Once fierce data centre rivals Microsoft and Red Hat are, at long last, bringing the most widely adopted Linux distribution among enterprises into the Azure cloud - an accord revealed Wednesday that illustrates the historic transformation the cloud has forced upon the IT landscape.
The agreement will almost immediately create significant new opportunities for Microsoft-aligned solution providers to drive enterprise data centre workloads into Azure, overseas partners told CRN USA.
The previous lack of cooperation between the two software developers - and lack of support for the Red Hat operating system in Azure - stymied many deals for many channel businesses in the past, one overseas partner told CRN USA.
In a blog post, Scott Guthrie, executive vice president of Microsoft's cloud and enterprise group, wrote that the partnership was spurred by the major transformations the cloud is creating across the industry and will address customer challenges in building hybrid environments.
"By working with Red Hat, we will address common enterprise, ISV and developer needs for building, deploying and managing applications on Red Hat software across private and public clouds," Guthrie said.

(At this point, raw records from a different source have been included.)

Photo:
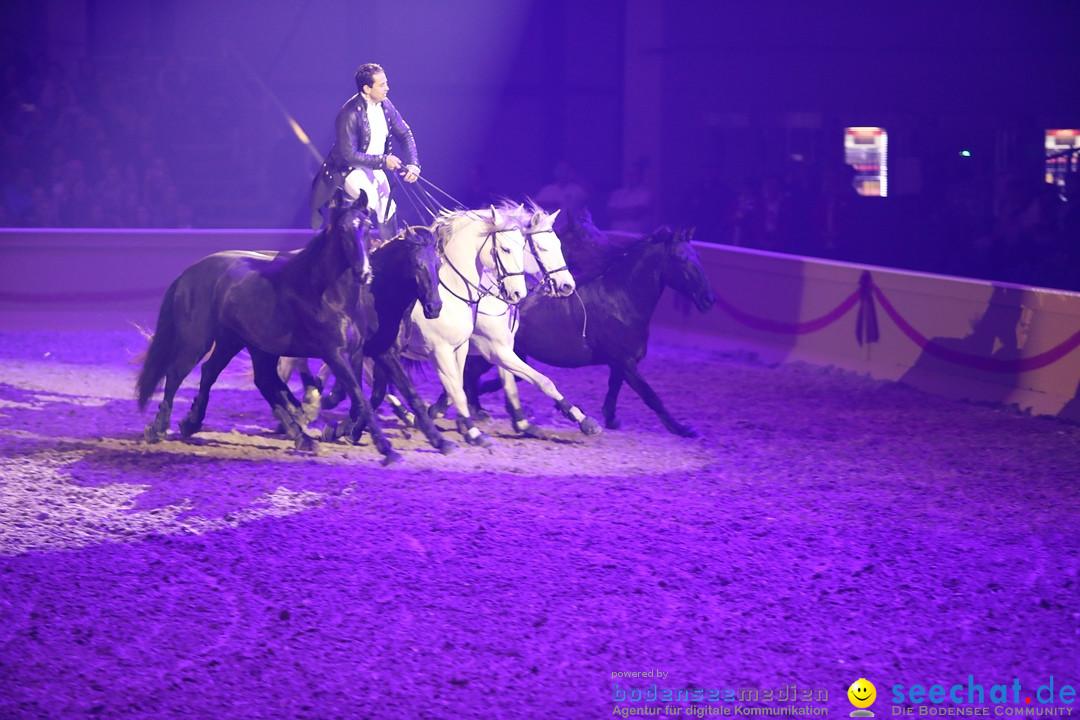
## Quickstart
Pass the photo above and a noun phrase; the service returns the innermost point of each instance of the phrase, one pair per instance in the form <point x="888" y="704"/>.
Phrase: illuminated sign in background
<point x="866" y="149"/>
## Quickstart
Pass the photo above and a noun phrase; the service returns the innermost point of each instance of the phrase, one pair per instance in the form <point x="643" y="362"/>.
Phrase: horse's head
<point x="507" y="258"/>
<point x="423" y="262"/>
<point x="682" y="268"/>
<point x="544" y="258"/>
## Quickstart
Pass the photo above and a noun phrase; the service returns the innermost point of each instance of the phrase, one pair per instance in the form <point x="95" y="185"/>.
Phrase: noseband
<point x="548" y="282"/>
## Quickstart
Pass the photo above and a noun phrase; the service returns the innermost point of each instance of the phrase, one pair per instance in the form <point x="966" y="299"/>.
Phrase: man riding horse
<point x="368" y="130"/>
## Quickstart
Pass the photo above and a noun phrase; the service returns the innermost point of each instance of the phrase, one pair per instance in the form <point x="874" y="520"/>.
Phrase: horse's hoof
<point x="535" y="432"/>
<point x="686" y="431"/>
<point x="332" y="401"/>
<point x="391" y="458"/>
<point x="305" y="444"/>
<point x="590" y="426"/>
<point x="482" y="440"/>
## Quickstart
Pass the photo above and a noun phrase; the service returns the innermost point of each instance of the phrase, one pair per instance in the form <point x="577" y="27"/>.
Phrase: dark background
<point x="176" y="112"/>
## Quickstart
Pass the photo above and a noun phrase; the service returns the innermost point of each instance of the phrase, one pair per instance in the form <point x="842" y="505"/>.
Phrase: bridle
<point x="500" y="270"/>
<point x="548" y="283"/>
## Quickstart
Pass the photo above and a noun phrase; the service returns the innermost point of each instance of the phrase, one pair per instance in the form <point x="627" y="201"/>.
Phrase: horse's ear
<point x="663" y="234"/>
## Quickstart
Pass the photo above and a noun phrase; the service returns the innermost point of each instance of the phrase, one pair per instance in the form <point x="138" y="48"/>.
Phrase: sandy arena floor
<point x="824" y="528"/>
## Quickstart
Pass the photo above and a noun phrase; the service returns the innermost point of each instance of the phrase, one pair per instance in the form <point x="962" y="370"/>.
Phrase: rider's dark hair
<point x="365" y="76"/>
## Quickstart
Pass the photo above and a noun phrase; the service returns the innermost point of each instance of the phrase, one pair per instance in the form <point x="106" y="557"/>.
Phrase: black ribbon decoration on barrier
<point x="866" y="322"/>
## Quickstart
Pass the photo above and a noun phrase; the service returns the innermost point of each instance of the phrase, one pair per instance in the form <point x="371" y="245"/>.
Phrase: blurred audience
<point x="79" y="153"/>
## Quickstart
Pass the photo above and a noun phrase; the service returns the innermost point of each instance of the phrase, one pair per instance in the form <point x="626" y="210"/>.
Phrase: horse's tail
<point x="162" y="349"/>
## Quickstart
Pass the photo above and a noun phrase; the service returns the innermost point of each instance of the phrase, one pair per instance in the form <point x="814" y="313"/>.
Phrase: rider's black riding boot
<point x="388" y="228"/>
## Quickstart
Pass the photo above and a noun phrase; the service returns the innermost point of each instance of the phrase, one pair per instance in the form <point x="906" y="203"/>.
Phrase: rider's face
<point x="379" y="87"/>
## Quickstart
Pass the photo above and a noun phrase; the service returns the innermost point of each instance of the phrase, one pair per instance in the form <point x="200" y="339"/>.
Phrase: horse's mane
<point x="342" y="220"/>
<point x="400" y="244"/>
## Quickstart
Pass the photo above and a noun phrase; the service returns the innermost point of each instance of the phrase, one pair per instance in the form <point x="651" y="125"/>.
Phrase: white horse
<point x="487" y="323"/>
<point x="483" y="254"/>
<point x="483" y="261"/>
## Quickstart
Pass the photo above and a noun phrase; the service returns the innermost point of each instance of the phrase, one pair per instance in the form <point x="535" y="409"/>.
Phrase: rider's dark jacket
<point x="352" y="133"/>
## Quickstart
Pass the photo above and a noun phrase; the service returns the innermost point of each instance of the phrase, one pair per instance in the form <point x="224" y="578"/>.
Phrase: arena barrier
<point x="964" y="339"/>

Red Hat products will soon be available natively to Azure users, including Red Hat Enterprise Linux (RHEL), the JBoss middleware platform and RHEL applications.
In a few weeks, the two software developers will also colocate personnel to offer their joint enterprise customers integrated support "that is deeper and richer than any other public cloud offering," according to Guthrie.
The collaboration will extend Microsoft's .NET development platform to Red Hat products, including the OpenShift Platform-as-a-Service. And it will affect management platforms by integrating Red Hat CloudForms and Microsoft's System Center Virtual Machine Manager.
Whatever roadblock delayed the partnership that for years so many channel partners and customers had been clamoring for wasn't technical, or even related to entrenched opposition to Linux from the Windows developer.
Azure already supports several Linux distros: Canonical's Ubuntu, CentOS, CoreOS, Oracle Linux and SUSE Linux. About a quarter of Azure users are running some form of Linux, one partner estimated.
"It was never a technical blocker," the USA partner said. "Red Hat runs just fine on Azure, has for two years. It's purely been a contractual blocker. But for an enterprise, that's as good as a technical blocker. If they're not going to get support, they're not going to go."
The fact that almost a quarter of Azure workloads run Linux even before a Red Hat deal - let alone that so many more will because of the new pact - is evidence of the drastic transformation at Microsoft and in the industry as a whole.
Paul Cormier, president of products and technologies at Red Hat, wrote in a blog post that over the past decade, Windows and Red Hat Enterprise Linux have "emerged as mainstays in the data center" and divided them into "Red Hat shops" and "Microsoft shops."
"The idea of proprietary software companies' embracing open source was hard for many to imagine," as that dichotomy took hold, he blogged.
But modern data centres have become "heterogeneous environments that include solutions from both companies," Cormier said. Red Hat "heard from customers and partners that they wanted our solutions to work together -- with consistent APIs, frameworks, management, and platforms."
While the deal isn't Red Hat's first collaboration with Microsoft, it's by far the deepest, he said.
"In historical terms this is a monumental announcement," said Al Hilwa, program director of software development research at market researcher IDC.
But given the changing attitude of Microsoft in recent years, it was only a matter of time, Hilwa wrote in an email.
"This is a win for both companies and for the vast set of customers they have in common," Hilwa said.
While the war between Microsoft and Linux ended years ago, the Red Hat partnership "should act as an epilogue to the troubled narrative," Hilwa said.